The co-authors include two CGAP studies (2005-2007) that traces the trends on investments of development of finance institutions (DFIs) and illustrates the results by region on a global scale. The report’s findings show that the maximum increase in microfinance investments during 2005-2007 was in the MENA region. While total investment in the region did not exceed 7 percent of total international commitments, 76 percent were directed to MFIs. MENA was ranked third in terms of percentage of direct investment in microfinance. The median commercial funding liabilities ratio for the MENA region (all liabilities with “market” price/adjusted gross loan portfolio) increased by 13 percent to 52 percent.

Furthermore, Morocco was the only country that managed commercial funding liabilities/commitments greater than USD 300 million. Egypt received commitments between USD 100-300 million, while Palestine, Syria, Tunisia, and Yemen each received commitments ranging between USD 50-100 million.

The MIX and Sanabel state that “the profitable MFIs are positioned as attractive investments opportunities for the MENA region.” The Arab MFI’s global median return on assets (ROA) ratio in 2007 was at 0.6 percent. According to the report, the increase in ROA is attributed to the increase in financial revenues coupled with maintaining low expense levels. It is also important to note that the increase in ROA is a greater representation of the most mature MFIs in the sample.

The co-authors reported that the total expense ratio for the Arab region is the lowest in the world at 21.5 percent with the median global ratio at 23.8 percent. The report attributes this low expense level partially to the Arab region’s low commercial funding liabilities ratio of 47.4 percent compared to the global median of 79 percent. Egypt reported a 0.9 percent loss on assets in 2006 while the country experienced a 0.2 percent return for 2007. Jordan profitability resulted in an 8 percent increase in return on assets.  The Moroccan sector ROA ratio decreased to 2.4 percent, down from 5% in 2006.

According to the co-authors, MFIs in the Arab region maintain well controlled expenses. The report states that this is due to maintaining low administrative expenses coupled with the lowest provisioning expense ratio in the world; a reflection of high portfolio quality. For example, Morocco’s operational expenses decreased by 2 percent in 2007. However, financial revenues dropped from 32.4 percent to 28 percent. This was due to the decrease of yield on gross portfolio from 33.9 percent to 29.8 percent caused by increase competitions and maturity of the market; driving interest rates lower to maintain competitiveness.

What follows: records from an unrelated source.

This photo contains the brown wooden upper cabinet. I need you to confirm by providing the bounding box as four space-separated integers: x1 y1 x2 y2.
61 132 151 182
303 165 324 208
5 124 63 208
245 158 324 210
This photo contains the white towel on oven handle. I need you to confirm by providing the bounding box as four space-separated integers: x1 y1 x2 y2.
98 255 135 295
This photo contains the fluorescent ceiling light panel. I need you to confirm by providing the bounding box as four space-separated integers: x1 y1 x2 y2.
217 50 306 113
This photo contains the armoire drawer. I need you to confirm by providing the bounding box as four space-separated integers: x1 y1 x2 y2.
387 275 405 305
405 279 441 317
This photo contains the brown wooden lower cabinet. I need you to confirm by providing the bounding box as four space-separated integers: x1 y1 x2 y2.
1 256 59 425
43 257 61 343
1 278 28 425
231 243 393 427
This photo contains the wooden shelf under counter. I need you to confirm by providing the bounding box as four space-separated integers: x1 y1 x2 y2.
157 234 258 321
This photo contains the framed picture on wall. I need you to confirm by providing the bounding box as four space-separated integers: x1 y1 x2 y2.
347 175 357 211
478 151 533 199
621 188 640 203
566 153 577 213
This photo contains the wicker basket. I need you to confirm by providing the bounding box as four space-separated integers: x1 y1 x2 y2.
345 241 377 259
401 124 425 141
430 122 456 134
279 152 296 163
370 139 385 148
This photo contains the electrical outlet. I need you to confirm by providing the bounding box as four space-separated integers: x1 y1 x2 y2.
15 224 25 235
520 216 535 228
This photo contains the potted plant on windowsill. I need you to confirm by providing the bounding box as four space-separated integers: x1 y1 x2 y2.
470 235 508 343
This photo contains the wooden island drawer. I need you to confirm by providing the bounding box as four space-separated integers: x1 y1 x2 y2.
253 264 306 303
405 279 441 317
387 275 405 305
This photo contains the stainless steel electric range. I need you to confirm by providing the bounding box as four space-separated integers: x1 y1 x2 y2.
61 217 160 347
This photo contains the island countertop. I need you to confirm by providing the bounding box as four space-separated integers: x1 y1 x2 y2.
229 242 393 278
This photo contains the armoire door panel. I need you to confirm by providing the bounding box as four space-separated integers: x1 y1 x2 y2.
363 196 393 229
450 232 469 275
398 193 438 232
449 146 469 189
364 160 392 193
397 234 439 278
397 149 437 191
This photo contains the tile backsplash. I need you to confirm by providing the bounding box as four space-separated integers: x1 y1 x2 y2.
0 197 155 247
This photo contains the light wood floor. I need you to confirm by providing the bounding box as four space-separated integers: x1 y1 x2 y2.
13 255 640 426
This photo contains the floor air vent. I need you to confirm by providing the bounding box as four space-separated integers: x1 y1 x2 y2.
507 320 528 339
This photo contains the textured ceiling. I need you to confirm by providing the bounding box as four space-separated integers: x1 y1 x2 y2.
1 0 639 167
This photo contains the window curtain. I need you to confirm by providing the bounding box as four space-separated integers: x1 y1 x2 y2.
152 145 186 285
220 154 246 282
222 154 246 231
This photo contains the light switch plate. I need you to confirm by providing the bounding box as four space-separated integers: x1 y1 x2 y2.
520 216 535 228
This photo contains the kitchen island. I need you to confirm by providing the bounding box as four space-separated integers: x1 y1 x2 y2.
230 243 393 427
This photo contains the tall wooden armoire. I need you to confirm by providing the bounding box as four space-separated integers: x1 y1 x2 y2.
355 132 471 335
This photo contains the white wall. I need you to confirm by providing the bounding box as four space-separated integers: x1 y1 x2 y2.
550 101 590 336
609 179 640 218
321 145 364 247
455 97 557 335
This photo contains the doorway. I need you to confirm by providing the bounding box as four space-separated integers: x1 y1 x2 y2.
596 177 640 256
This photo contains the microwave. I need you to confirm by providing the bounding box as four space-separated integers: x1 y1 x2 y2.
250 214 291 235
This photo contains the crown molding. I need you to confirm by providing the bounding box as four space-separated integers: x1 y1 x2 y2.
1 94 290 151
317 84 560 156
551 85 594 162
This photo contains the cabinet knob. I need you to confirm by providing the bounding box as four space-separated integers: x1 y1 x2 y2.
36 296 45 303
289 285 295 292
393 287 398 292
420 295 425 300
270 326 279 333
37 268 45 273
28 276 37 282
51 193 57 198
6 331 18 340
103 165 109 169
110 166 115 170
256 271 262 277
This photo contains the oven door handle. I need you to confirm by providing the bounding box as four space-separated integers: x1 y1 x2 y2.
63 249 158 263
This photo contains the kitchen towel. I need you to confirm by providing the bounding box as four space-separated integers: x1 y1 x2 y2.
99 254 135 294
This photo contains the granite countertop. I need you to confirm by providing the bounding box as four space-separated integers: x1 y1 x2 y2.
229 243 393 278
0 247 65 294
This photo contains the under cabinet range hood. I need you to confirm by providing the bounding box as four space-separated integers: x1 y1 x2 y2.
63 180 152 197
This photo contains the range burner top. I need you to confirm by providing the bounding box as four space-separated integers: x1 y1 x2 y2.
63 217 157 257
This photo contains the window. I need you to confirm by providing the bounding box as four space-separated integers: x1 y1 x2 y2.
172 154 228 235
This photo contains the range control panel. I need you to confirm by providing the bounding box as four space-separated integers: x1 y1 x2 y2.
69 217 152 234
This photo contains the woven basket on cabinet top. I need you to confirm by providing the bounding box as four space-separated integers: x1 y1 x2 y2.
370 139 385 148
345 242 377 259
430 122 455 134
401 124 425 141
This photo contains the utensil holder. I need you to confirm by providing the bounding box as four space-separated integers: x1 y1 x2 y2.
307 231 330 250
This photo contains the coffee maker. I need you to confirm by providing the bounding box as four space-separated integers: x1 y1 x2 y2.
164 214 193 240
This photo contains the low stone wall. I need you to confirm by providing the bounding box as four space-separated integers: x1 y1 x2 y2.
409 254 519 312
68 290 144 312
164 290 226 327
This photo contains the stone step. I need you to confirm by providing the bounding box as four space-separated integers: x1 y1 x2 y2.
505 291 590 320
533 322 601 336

Established in 2002, Sanabel is a microfinance network (64 members) of 12 Arab countries advocating growth, innovation, best practices/standardization of the microfinance sector in Arab countries and to strengthen the capacity of MFIs through needs-based training, technical assistance and peer exchanges.   The MIX is a provider of financial, business information and data services for the microfinance industry and aims to promote transparency of the industry.